1. 中央サーバー側でのスクリーニングをすり抜けて受信箱まで届くスパムや悪意あるメールを、端末上のAIで検出すべきだ。送信元のメールアドレスと表示される送信者名が一致せず、明らかな偽装である場合でも、多くのメールが通過している。2024年にもなって、たとえば「Apple Support」や「X verification」と名乗りながら、実際には「sayio[at]xxx.xx.jp」のように無関係なアドレスから送信されるメールが平然と受信箱に入っているのはおかしい。
2. さらに、安全なメッセージングに近い「オプトイン」型の仕組みも必要だ。信頼済み送信者と未知の送信者を単に区別するだけでは不十分だ。
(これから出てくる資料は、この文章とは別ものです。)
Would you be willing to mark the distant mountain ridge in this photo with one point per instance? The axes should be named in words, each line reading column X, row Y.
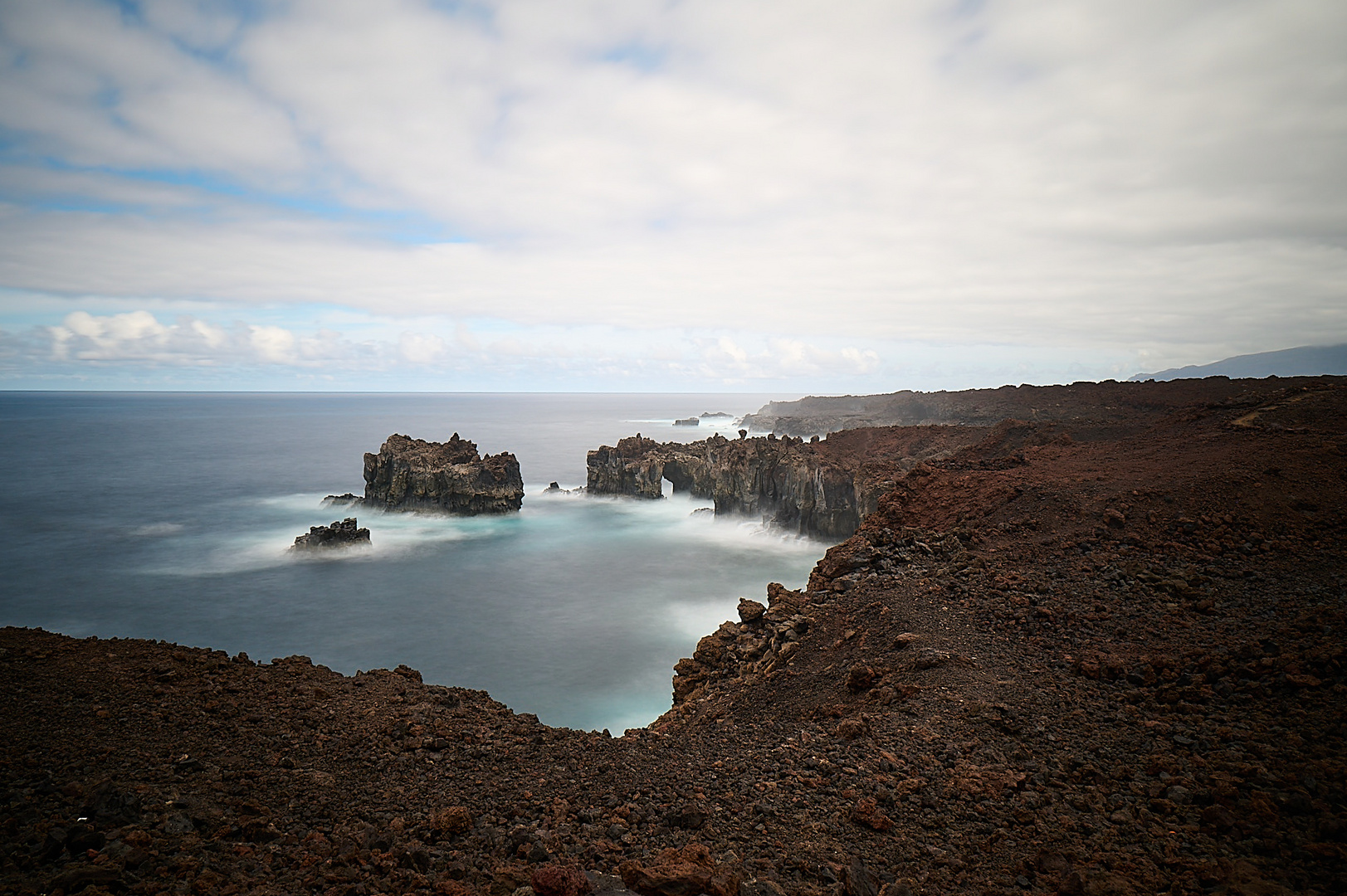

グーグルは送信者認証を進めているが、包括的な解決策にはほど遠い。AIを大幅に導入するか、ユーザーが「信頼できるやり取り」を簡単に設定できるボタンなどを用意する必要がある。
3. サーバー中心の強化だけでなく、フロントエンド(端末)側のセキュリティを格段に高めることが大事だ。これはセーフ・ブラウジングやマルウェア対策がすでに目指している方向でもあり、新たな端末側AIの処理能力を活用している。メールも同様に、根本的に作り直す必要がある。
近年、エッジデバイスでのオンデバイスAIを利用した高速なイノベーションが進み、メッセージが危険なものかスパムかどうかをリアルタイムに判定できるようになってきた。これをメールに適用すれば、偽のマイクロソフトやX、アップル、FedEx(フェデックス)、UPS、グーグルを騙るメールはもちろん、数は少ないが精巧な標的型攻撃も防げるはずだ。
技術的には可能な範囲にあるが、フロントエンドのアプリとUIを一から作り直す必要がある。どのプラットフォームでもデバイス上で統一化されたプライベートなメッセージやメールのスクリーニングを行い、学習結果を活用できるようにするのが理想だ。